Marlon Motlop is setting his sights on taking his music around the world.

MARLON MOTLOP is used to performing in front of a big crowd.

Usually, he is wearing footy boots and a guernsey and certainly not strumming a guitar and baring his soul through song.

Motlop featured five times at AFL level for Port Adelaide between 2008 and 2011, and has played more than 100 SANFL games with North Adelaide and Glenelg, as well as stints in the WAFL and NTFL.

Marlon Motlop played five AFL games for Port Adelaide between 2008-2011.

But nothing has prepared the 30-year-old for what will perhaps be his biggest performance yet – opening for Midnight Oil on-stage at WOMADELAIDE on Saturday.

“A lot of people tell me this is quite a big deal but I’m big on preparation and trying to get things right,” Motlop told portadelaidefc.com.au.

“Being involved in footy for so long you tend to compare everything to how a footy match feels and performing on stage alone and baring your soul to many people is a whole new feeling.

“This feeling is just pure excitement. I always liken it to when you have something as a child and you want to show someone your new toy – that’s the feeling I get when I’m performing. I’ve got a product I want to share with the world.”

As well as his playing career, Motlop worked as Port Adelaide’s Aboriginal Academy Program Coordinator until the on-set of COVID-19 where he was among a group of staff to depart the club.

He said that proved a trigger point to take his music seriously.

“It’s been a bit of a crazy six or seven months,” he explained.

“My Glenelg teammate Rula Kelly-Mansel who goes by the stage name of RKM, moved to Adelaide and started playing with Glenelg, and he had a song he came up with a few years ago listening to and inspired by Archie Roach.

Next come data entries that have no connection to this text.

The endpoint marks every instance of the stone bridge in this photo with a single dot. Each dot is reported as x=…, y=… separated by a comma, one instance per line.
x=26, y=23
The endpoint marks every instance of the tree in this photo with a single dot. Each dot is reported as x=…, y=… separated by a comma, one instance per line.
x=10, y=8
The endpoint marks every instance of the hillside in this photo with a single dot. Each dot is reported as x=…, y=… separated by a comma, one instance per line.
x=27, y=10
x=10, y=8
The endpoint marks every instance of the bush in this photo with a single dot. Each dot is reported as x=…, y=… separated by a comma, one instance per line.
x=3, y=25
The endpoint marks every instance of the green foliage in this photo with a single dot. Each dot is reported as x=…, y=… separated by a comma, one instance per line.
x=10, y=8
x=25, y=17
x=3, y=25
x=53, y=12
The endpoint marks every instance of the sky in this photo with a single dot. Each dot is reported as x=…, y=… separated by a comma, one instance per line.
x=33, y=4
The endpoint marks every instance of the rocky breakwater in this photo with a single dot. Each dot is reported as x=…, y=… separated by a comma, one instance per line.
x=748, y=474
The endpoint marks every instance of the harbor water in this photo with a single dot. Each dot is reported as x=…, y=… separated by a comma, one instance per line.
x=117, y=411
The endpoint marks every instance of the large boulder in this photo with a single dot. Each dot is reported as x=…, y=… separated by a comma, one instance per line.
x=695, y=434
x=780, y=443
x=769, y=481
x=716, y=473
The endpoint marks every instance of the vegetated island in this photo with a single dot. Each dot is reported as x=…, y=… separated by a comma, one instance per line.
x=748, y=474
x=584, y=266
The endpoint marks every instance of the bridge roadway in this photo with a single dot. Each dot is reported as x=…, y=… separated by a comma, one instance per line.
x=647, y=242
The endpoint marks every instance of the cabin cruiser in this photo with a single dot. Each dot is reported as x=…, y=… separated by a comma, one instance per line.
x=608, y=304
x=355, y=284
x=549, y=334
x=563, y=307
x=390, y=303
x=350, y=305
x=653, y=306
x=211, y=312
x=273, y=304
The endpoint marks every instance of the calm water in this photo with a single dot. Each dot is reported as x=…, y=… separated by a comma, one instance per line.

“He liked to dabble in a bit of rap and when he found out I sing and play guitar he asked me to put a chorus and a verse together so on the way to footy training I stopped in to see him and put a chorus and a verse down, put some chords to the song and from that we came up with Black Swan, a track we put out with a video on social media.

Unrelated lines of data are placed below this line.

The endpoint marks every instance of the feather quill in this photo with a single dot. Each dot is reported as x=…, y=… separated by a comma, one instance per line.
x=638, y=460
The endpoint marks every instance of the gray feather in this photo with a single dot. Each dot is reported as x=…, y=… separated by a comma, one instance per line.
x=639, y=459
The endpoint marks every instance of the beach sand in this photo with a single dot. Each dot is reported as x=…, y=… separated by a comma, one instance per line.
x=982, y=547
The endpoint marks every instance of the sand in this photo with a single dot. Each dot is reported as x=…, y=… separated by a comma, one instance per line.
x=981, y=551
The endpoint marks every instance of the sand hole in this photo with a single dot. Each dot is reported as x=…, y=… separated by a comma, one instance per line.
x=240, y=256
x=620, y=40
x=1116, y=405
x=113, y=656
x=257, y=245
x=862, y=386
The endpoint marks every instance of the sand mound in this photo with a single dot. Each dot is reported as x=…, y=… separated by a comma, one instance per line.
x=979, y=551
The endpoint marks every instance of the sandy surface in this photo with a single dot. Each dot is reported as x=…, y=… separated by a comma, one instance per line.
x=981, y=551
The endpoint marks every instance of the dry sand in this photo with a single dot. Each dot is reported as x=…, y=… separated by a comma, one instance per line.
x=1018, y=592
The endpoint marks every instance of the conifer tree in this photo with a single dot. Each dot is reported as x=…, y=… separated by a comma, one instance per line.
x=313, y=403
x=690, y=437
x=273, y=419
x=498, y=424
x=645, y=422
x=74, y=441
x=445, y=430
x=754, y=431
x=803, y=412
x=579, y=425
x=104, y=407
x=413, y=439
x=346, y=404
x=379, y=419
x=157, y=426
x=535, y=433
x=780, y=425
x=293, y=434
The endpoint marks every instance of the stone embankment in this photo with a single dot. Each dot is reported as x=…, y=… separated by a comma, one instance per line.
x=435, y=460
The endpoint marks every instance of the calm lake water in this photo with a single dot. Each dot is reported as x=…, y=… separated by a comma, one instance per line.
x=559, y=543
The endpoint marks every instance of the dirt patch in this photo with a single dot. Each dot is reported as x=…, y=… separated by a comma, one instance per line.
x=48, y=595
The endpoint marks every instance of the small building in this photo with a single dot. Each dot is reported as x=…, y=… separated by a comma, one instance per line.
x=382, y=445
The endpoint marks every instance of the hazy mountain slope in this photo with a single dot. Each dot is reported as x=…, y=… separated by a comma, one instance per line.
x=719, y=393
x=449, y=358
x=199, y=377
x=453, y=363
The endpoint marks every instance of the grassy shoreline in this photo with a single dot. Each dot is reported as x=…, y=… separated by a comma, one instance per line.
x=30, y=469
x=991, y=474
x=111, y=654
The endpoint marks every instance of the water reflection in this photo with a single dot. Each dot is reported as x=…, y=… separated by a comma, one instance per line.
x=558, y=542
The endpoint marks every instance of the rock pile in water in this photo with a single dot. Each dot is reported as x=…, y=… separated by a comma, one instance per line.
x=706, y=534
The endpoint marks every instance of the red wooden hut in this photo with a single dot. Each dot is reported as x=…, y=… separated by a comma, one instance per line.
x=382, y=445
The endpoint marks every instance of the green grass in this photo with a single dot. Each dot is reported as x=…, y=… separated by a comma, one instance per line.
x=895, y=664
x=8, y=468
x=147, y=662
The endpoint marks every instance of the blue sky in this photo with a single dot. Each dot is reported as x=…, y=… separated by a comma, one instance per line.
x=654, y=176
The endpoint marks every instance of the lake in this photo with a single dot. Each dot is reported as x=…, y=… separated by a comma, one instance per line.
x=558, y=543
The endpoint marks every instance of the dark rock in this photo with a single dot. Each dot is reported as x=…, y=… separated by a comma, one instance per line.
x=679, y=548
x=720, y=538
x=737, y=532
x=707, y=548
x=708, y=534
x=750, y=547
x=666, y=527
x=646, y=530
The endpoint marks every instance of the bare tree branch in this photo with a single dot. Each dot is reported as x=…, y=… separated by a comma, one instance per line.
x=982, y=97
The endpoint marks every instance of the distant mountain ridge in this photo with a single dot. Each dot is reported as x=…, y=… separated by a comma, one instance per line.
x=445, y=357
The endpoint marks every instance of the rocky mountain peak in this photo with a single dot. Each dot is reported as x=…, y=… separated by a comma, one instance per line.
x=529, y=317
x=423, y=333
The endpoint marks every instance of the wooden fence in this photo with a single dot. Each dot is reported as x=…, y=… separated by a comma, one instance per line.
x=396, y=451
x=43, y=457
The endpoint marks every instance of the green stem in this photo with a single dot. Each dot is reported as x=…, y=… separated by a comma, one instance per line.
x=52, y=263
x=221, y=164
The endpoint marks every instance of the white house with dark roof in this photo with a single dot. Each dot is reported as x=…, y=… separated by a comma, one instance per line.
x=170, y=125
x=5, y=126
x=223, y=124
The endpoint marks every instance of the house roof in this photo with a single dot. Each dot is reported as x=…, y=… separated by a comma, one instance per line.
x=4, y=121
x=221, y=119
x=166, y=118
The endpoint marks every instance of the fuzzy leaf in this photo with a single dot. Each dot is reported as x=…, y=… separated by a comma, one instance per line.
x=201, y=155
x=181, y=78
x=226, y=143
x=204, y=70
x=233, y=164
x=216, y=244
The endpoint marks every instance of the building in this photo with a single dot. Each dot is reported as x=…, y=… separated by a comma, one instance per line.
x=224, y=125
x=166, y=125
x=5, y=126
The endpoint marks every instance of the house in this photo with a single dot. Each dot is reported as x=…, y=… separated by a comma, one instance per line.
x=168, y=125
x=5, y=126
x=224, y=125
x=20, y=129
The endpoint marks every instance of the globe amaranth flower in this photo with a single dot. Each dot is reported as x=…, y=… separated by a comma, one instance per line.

“A few key people in the music industry in South Australia picked that up and from there we landed a couple of gigs.

“From there the WOMAD people heard about us and liked our sound and they invited us to the WOMAD Academy, a first nation’s academy which helps emerging artists in certain areas of the arts including song writing, branding, admin and all sorts of areas, and from there we ended up landing a gig at Womad.”

Motlop and Rula Kelly-Mansel (RKM) will be opening for Midnight Oil on-stage at WOMADELAIDE.

Now working with a company called the Native Co., which specialises in native herbs and native plants, Motlop described his sound as primarily RnB/Soul, saying he grew up around Blues and Soul music amongst a musical family, which includes his cousins Daniel and Steven Motlop, who have also played for Port Adelaide.

While opening for the Oils is pretty special, Motlop is now setting his sights on taking his music around the world.

“I’d love to be able to play music overseas and travel the world with my music, that’s the number one goal,” Motlop said.

“I’m hoping I can perform at festivals around Australia and that will lead to bigger gigs around the world when international travel opens up.

“I always say with footy I’m closer to the end than I am at the start so if music is a viable career choice after some of these gigs I’ll make the transition but for now I’ll keep playing footy and get the most out of my body until I can’t go anymore.”